Q&A: how should procurement tackle net zero?

Will Green is news editor of Supply Management
26 January 2022

Raising inventories and diversifying suppliers are among the investments companies may have to make in order to reach net zero ambitions, according to a report.

The wide-ranging report on the challenge of achieving net zero, by McKinsey, said work to limit the global temperature rise to 1.5C would increase costs and firms would have to employ strategies including partnering with suppliers to address this.

McKinsey has calculated it will require global capital spending on physical assets and land-use systems of about $275tn between 2021 and 2050 to reach net zero.
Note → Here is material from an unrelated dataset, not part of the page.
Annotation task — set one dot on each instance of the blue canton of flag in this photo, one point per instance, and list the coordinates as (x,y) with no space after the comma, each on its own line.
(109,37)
For companies the challenge could involve redesigning products, building new low-emissions businesses, revamping production processes, adjusting supply chains, and forming new partnerships.

“Building out supply chains to support the kind of step change in deployment needed requires not only significant capital and the right capabilities but also extensive coordination,” said the report.

“To produce low-carbon technologies at a cost that permits their broad uptake, companies may need to develop capabilities through partnerships that are not part of existing value chains or through new business ecosystems.”

It added: “More broadly, new partnerships with innovators and suppliers will be crucial to securing new forms of low-emissions inputs and driving innovation.”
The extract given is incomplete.